Tuesday, April 6, 2010

Quiz Nation

I know I normally post updates of what I've been doing, but this blog is equally about my observations of down under and I found this amusing.

One thing I've noticed since I got to New Zealand is that the New Zealanders love their quizzes. Nearly every restaurant/ bar I've been into has a weekly quiz night. I mentioned participating in one during Fulbright orientation. My officemates attend a quiz night every Tuesday and my landlord's wife mentioned meeting a guy I'd gone tramping with when he joined her quiz team at the pub. I've seen advertisment for quiz night fundraisers. Everyday at lunch, I and a large portion of the chemical genetics lab do the 5 minute quiz included in the newspaper. Quizzes are everywhere. A popular beer brand, Tui (named after an ubiquitous bird with an awesome vocal repertoire), has questions under its bottle caps that Marcus, my former flatmate, would always test me on.

However, despite all of this, I failed to notice just how much the Kiwis love their trivia until tonight. *If you were the giggling kid in 7th grade health class, you might want to skip this part.* I opened a pad and found the backing of the adhesive strip, instead of being plain or printed with a logo, was printed with trivia facts. I don't know who figured out that lettuce has been grown and cultivated for more than 2500 years, nor do I know why Barbie's being 25cm tall or Kermit having 11 points on his collar is noteworthy. But if I'm ever called upon to use that information, I'll have it at my disposal. Thanks, Libra pads.

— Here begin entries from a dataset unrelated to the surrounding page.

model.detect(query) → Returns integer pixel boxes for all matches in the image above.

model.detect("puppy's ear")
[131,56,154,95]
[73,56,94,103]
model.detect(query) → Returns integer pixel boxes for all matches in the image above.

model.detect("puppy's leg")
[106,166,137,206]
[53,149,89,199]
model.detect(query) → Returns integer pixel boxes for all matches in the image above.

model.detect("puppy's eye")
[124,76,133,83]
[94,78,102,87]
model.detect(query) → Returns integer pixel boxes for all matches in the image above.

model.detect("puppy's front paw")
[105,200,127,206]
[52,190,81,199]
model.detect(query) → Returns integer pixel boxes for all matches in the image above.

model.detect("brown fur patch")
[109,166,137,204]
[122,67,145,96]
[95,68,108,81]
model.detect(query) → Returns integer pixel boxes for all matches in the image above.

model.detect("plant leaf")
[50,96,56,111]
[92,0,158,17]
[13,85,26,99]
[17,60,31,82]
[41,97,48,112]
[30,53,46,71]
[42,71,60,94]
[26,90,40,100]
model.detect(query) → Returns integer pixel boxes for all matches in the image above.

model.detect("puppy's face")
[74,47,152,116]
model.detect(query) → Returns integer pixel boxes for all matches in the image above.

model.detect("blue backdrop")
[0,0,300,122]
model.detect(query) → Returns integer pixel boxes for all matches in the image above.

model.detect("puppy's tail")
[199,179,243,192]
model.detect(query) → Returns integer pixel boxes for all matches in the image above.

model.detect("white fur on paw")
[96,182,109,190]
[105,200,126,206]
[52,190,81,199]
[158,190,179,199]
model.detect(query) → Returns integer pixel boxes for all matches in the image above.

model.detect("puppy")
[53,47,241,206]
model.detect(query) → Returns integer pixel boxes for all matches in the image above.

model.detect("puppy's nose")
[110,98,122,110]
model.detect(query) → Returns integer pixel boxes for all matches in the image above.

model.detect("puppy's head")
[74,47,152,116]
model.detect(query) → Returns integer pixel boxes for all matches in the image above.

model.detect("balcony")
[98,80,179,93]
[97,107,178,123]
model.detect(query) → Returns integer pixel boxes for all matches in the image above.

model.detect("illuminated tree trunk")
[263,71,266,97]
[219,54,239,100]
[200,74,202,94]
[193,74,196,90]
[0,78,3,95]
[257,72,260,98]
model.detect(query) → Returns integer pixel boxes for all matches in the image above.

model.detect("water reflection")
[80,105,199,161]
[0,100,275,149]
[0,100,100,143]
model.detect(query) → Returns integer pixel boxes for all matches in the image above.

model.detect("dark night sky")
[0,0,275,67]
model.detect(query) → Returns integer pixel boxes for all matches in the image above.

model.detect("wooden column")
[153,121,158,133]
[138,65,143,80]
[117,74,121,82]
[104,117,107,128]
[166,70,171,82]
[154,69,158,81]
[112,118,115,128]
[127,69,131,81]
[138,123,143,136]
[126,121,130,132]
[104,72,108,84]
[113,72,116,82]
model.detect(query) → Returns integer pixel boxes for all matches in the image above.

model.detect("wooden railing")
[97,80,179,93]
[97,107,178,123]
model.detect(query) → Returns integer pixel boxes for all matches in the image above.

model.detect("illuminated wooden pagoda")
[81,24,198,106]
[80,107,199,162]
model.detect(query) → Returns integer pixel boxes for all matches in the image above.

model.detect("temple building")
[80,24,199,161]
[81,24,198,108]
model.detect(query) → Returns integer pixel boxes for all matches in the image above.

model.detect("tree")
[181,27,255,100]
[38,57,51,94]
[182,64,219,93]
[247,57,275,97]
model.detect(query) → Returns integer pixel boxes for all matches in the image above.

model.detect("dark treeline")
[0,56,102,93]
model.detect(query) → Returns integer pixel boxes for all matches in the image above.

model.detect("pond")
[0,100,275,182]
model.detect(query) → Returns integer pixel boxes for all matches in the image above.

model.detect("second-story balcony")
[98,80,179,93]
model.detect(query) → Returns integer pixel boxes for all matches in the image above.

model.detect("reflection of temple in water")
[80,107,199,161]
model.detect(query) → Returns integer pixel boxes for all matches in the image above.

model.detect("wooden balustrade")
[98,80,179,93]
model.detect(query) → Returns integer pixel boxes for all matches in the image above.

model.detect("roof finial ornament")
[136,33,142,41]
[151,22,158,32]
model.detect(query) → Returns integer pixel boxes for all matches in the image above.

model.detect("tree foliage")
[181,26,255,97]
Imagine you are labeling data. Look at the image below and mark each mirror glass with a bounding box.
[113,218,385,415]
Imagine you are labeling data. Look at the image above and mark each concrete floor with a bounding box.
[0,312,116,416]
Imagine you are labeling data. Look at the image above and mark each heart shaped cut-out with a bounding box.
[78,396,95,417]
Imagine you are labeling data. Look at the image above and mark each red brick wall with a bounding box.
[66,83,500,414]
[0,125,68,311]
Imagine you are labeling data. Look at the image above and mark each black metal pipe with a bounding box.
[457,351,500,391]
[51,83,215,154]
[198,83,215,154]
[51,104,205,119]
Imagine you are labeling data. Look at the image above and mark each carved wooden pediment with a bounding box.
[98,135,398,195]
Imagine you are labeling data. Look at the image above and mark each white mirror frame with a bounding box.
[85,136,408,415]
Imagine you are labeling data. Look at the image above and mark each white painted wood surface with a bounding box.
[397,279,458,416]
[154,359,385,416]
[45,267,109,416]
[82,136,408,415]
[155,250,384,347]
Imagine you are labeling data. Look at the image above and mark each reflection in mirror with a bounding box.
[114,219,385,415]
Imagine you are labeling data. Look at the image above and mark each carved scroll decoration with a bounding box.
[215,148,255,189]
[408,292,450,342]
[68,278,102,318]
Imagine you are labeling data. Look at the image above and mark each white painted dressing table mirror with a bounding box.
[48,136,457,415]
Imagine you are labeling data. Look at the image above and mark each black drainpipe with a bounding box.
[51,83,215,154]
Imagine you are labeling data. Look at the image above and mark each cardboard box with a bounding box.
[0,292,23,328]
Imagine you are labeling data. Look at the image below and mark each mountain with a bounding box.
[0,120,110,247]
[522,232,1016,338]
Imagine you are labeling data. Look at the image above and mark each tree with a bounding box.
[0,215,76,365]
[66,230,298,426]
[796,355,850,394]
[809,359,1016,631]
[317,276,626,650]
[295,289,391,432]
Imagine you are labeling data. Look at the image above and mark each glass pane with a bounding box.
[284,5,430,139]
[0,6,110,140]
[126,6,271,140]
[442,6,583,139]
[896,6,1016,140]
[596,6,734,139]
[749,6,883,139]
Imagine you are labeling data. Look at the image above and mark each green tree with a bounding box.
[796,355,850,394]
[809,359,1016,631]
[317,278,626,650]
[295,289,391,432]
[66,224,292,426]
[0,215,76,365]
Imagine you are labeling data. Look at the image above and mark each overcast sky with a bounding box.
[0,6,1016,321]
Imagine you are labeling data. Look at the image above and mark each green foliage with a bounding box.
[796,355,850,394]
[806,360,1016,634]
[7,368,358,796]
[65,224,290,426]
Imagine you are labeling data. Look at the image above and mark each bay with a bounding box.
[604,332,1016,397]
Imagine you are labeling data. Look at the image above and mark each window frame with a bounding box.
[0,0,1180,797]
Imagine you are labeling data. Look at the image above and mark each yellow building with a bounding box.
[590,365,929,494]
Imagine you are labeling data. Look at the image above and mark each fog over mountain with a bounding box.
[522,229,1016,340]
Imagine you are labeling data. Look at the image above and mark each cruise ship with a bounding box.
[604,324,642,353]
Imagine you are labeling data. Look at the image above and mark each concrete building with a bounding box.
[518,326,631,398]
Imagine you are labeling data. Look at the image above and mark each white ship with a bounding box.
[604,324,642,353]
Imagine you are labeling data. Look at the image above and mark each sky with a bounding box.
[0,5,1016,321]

*You can come back now.* In other news, we finally have our wireless network set up. For some reason this task fell to me, as the most technically proficient member of the flat. (We are in serious trouble.) I managed to get it working by *shock! horror!* reading and following the directions. Unfortunately I'm better at the direction following than the creative thought. When it came time to pick a network name, I thought, "I know. I'll call it 359A (our address)." Julie rejected that as boring; we ended up with "Lady Gaga" (my blindly typing in Julie's 8th suggestion -- at least I rejected "Brangelina").

The installation guide then instructed me to come up with a network key. It suggested something with punctuation and words not in the dictionary -- possibly a short phrase. Stupidly not realizing that this would be our password, I wrote a sentence that has 3 capital letters, several spaces and a word that few people can spell. It took my friend Ben 7 tries to enter the password and he knew what it was. Guess people won't be stealing our internet. Michael wasn't around for the set up. Upon arriving home and finding this out, he gave me a goal for the year, "Less book smarts, more street smarts." We'll see how it goes.

Summary:
- Kiwis love their trivia. I knew there was a (or 200) reason(s) I love this country.
- We have a wireless network! You can't read its poker face, it'll follow you until you love it and it's harder to break into than Fort Knox.